And something more, she admitted to herself. There was something in calling oneself a Bingtown Trader, in not only braving all the strangeness that came down the Rain River, but claiming it for one’s own. The first Traders had tried to establish their settlement at the mouth of the Rain River itself. They had built their homes on the river’s edge, using the roots of the stilt-trees as foundations for their cottages, and stringing bridges from home to home. The rising and falling river had rushed by beneath their floors and the wild storm winds had rocked their tree-houses at night. Sometimes the very earth itself would heave and tremble, and then the river might suddenly run milky white and deadly, for a day or a month. For two years the settlers had abided there, despite insects and fevers and the swift river that devoured anything that fell into it. Yet it had not been those hardships, but the strangeness that had finally driven them away. The little company of Traders had been pushed south by death and disease and the odd panics that might strike a woman as she kneaded the bread, the furies of self-destruction that could come on a man gathering wood and send him leaping into the river. Of three hundred and seven households that had been the original Traders, sixty-two families had survived that first three years. Even now, from Bingtown to the mouth of the Rain River there stretched a trail of abandoned townsites that marked the path of their attempts at settlement. Finally, here in Bingtown, on the shores of Trader Bay, they had found a tolerable distance from the Rain River and all that flowed down it. Of those families that had chosen to remain as settlers on the Rain River, the less said the better. The Rain Wild Traders were kin and a necessary part of all Bingtown was. She acknowledged that. Still.
‘Davad?’ She reached across Ephron to touch their old friend’s arm gently. ‘I’m sorry. I spoke too roughly, of things better left unmentioned.’
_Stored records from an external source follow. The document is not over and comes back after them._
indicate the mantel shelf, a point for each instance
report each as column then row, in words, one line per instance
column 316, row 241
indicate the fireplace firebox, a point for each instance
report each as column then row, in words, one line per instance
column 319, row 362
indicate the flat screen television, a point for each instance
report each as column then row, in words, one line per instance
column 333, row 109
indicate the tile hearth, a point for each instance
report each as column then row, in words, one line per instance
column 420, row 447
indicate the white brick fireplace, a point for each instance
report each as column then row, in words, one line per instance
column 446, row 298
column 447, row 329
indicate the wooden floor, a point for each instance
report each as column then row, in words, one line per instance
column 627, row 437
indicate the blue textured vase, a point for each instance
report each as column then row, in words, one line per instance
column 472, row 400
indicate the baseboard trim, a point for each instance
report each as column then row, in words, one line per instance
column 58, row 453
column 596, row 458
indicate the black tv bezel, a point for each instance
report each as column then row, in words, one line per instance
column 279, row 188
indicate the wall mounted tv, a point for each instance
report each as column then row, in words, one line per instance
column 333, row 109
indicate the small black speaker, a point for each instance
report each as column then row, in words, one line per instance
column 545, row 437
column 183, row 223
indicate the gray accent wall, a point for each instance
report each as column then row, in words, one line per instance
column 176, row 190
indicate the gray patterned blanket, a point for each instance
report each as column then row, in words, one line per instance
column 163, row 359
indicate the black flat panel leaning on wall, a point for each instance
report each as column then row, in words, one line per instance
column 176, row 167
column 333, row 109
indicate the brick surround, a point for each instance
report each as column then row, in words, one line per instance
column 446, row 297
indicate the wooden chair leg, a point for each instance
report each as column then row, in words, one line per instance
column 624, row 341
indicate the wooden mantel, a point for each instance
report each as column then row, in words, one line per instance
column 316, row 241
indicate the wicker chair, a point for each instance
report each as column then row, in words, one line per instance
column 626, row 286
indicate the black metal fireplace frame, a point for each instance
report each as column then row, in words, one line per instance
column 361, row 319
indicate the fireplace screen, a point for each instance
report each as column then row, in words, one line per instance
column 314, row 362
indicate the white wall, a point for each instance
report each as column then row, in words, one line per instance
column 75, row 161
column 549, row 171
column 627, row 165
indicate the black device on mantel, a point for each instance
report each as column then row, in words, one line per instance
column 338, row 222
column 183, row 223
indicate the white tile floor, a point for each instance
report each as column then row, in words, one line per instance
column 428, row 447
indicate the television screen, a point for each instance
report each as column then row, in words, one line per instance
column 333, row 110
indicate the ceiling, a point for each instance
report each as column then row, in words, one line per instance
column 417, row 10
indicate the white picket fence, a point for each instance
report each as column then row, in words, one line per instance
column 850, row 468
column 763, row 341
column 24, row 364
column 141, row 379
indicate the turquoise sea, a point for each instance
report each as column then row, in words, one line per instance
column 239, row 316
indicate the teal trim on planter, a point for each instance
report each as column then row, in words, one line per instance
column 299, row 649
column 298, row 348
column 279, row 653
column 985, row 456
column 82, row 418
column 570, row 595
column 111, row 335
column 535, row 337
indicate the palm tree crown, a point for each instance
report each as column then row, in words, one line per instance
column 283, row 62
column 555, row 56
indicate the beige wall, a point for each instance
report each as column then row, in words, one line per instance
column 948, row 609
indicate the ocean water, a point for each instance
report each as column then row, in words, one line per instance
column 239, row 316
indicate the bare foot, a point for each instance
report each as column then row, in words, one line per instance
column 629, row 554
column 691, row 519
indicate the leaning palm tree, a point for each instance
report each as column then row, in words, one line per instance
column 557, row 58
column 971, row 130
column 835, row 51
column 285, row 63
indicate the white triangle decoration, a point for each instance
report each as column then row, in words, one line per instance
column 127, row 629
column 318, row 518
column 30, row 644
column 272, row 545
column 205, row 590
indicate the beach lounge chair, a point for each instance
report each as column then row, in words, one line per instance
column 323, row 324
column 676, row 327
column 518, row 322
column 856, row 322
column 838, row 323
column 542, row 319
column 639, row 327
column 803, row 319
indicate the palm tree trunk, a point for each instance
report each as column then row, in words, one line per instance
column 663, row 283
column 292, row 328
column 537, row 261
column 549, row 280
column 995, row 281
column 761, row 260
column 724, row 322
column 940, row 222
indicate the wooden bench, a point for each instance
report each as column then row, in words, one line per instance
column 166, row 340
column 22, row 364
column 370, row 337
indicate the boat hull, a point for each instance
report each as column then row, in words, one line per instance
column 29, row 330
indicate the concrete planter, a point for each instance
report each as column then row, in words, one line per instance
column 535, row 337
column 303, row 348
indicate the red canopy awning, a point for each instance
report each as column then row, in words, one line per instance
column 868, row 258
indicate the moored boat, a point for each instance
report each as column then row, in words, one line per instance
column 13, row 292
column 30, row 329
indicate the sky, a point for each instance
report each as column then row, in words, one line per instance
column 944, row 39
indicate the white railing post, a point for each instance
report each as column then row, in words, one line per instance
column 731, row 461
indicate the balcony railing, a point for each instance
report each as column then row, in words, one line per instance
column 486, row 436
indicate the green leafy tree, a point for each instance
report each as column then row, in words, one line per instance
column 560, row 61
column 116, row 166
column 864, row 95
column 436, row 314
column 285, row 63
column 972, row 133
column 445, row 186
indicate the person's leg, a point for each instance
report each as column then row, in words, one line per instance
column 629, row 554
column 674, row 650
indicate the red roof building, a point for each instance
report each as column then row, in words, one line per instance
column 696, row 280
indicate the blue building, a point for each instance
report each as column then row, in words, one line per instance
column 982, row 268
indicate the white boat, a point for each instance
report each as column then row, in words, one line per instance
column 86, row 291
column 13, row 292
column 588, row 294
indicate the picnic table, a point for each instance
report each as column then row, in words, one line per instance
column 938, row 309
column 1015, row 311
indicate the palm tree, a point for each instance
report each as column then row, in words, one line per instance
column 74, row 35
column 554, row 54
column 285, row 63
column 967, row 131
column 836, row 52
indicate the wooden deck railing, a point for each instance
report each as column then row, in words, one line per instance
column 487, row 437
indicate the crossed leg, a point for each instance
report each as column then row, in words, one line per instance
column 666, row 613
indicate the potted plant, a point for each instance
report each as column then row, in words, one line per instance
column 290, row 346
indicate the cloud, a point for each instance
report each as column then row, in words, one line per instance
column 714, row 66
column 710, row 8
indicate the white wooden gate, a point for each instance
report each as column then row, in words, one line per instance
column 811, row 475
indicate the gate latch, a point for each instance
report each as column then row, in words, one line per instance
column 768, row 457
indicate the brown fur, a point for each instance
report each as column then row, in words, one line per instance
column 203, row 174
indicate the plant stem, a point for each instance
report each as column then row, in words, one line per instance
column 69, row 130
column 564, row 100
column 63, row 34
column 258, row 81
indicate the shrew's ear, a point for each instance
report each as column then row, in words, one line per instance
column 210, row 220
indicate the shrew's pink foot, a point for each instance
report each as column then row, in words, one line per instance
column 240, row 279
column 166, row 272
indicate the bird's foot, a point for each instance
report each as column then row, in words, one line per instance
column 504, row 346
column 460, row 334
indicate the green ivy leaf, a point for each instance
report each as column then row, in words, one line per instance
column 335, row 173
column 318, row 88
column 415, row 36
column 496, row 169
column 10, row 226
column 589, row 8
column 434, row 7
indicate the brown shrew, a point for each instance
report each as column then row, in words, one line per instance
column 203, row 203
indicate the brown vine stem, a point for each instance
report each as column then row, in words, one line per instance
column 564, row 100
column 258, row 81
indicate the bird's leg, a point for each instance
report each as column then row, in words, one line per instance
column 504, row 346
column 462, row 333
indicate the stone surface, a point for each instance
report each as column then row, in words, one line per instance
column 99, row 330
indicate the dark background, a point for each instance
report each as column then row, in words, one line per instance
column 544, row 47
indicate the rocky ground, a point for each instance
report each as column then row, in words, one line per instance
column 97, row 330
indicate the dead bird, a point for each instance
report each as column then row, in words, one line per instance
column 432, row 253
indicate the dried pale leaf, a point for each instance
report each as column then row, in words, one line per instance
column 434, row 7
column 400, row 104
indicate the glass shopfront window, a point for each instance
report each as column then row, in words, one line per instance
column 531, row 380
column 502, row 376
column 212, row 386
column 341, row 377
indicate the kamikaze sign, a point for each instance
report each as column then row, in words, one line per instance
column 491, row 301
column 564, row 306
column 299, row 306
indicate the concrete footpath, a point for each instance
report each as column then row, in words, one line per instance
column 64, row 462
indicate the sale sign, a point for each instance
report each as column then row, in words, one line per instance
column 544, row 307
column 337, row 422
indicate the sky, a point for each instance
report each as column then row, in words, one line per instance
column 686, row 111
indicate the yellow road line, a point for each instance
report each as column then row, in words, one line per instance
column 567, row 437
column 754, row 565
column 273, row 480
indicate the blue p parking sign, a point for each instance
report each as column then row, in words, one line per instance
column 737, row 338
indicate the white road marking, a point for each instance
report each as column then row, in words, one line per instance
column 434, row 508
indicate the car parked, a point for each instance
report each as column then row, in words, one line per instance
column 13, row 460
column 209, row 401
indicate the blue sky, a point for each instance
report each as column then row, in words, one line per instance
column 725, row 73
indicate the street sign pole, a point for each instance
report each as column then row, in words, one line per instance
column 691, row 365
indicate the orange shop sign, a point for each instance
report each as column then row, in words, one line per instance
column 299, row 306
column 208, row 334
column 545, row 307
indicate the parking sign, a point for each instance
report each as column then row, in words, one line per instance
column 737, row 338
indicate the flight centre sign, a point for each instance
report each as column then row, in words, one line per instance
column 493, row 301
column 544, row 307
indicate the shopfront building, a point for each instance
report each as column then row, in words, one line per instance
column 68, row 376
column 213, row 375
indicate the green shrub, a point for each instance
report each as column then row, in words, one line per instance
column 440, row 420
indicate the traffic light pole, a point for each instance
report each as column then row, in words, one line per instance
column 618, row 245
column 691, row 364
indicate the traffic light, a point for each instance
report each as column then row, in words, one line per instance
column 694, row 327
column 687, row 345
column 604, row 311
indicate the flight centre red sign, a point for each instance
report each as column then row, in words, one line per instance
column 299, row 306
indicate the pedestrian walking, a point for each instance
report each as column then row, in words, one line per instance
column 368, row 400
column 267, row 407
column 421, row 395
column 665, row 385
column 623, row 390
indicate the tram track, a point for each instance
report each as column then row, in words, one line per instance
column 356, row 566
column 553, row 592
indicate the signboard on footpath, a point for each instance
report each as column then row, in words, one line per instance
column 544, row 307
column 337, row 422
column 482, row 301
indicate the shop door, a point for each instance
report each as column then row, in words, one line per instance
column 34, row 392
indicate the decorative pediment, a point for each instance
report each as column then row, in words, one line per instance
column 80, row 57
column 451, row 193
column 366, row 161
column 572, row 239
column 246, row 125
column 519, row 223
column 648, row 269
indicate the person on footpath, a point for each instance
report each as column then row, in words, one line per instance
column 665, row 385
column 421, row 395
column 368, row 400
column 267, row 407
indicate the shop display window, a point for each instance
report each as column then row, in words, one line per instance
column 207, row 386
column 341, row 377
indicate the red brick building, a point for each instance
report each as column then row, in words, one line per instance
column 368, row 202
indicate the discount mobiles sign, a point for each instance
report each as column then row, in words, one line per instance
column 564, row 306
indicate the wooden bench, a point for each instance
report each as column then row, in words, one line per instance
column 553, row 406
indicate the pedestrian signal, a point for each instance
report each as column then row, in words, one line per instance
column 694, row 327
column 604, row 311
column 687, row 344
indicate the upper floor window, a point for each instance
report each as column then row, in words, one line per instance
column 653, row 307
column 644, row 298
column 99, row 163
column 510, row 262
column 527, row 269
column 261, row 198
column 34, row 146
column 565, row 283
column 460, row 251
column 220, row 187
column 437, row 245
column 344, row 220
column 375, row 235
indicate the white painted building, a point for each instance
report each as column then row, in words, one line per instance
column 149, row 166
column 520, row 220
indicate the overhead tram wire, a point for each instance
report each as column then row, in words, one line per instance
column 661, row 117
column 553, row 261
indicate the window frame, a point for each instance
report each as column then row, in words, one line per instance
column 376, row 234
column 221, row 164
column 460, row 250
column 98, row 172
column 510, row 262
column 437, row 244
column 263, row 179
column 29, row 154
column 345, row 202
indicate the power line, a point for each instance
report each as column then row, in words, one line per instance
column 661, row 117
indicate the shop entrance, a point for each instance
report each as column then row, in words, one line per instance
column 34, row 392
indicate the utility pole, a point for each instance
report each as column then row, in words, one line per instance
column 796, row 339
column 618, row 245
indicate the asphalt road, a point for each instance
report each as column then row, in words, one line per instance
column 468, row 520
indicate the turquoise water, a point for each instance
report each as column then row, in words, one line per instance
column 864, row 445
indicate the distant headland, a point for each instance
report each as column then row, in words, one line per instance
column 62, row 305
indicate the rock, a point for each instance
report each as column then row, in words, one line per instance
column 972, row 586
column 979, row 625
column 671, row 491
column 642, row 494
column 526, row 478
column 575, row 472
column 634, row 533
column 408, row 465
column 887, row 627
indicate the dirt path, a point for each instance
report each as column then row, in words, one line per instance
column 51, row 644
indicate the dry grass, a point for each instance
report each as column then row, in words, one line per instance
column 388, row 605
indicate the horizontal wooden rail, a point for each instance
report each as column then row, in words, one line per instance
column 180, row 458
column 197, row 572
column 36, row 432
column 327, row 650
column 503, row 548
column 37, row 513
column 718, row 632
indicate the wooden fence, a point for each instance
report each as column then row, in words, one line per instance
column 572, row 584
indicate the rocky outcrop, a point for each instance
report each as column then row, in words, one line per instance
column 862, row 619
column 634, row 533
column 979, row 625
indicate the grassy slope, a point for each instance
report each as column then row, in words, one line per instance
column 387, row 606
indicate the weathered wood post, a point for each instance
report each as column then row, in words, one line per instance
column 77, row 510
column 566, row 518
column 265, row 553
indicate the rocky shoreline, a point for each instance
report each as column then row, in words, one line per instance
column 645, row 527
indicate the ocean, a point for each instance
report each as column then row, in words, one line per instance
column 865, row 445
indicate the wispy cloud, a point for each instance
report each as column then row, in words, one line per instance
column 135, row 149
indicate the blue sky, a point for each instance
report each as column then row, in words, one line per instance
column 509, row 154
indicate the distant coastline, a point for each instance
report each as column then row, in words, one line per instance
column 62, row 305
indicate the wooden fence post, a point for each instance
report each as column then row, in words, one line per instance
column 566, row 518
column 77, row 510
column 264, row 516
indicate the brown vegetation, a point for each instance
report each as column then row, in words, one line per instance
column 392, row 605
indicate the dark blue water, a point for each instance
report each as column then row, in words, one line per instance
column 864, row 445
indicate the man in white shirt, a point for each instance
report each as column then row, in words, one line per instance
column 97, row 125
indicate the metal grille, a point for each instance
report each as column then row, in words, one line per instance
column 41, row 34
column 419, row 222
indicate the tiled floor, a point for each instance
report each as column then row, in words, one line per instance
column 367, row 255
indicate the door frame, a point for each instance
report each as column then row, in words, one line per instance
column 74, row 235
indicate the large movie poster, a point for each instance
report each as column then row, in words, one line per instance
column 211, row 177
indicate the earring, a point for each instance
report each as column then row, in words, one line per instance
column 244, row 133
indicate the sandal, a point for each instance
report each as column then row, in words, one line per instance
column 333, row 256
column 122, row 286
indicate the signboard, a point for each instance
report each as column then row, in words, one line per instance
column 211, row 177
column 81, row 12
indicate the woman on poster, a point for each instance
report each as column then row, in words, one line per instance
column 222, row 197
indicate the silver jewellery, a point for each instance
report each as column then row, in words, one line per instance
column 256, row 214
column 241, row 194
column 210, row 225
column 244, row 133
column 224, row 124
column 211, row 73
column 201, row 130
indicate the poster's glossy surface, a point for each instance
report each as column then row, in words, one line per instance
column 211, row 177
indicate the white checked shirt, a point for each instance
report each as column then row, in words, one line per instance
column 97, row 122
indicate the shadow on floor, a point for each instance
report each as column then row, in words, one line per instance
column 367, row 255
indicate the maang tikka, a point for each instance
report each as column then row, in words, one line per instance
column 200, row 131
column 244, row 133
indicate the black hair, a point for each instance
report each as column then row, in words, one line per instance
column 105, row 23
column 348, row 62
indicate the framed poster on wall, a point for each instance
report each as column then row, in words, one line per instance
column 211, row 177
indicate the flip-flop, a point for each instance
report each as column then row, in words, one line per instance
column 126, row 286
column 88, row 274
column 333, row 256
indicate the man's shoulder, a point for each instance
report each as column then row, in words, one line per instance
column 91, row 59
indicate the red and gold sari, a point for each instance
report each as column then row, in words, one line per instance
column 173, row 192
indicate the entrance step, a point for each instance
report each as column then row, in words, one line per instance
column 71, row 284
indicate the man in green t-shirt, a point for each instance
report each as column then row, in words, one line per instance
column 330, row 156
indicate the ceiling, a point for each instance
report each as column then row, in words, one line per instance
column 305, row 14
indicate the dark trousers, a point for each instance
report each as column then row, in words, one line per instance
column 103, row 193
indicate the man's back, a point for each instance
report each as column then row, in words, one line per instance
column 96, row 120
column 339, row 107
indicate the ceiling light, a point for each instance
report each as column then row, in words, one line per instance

‘It’s all right,’ he lied into his hands. He lifted a pale face to meet her eyes. ‘What we Traders do not speak of amongst ourselves is common talk among these newcomers. Have not you noticed how few bring their wives and daughters with them? They do not come here to settle. They will buy land, yes, and sit on the Council and wring wealth out of Bingtown, but in between they will sail back to Jamaillia. That is where they will wed and keep their wives, where their children will be born, that is where they will go to spend their ageing years and send but a son or two here to manage things.’ He snorted disdainfully. ‘The Three-Ships Immigrants I could respect. They came here, and when we honestly told them what price this sanctuary would cost them, they still stayed. But this wave of newcomers arrive hoping only to reap the harvest we have watered with our blood.’
‘The Satrap is as much to blame as they are,’ Ronica agreed. ‘He has broken the word that was given to us by Esclepius, his forebear. It was sworn to us that he would make no more grants of land to newcomers, save that our Council approved it. The Three-Ships Immigrants came with empty hands, but willing backs, and they have become a part of us. But this latest wave come clutching land grants and claim their leffers with no regard for who or what it harms. Felco Treeves claimed his land on the hillsides above Trader Drur’s beer valley, and put cattle to graze on it. Now Drur’s springs that flowed so clear are yellow as cow’s piss, and his beer is scarcely drinkable. And when Trudo Fells came, he claimed as his own the forest where all had been free to cut firewood and oak for furniture, and…’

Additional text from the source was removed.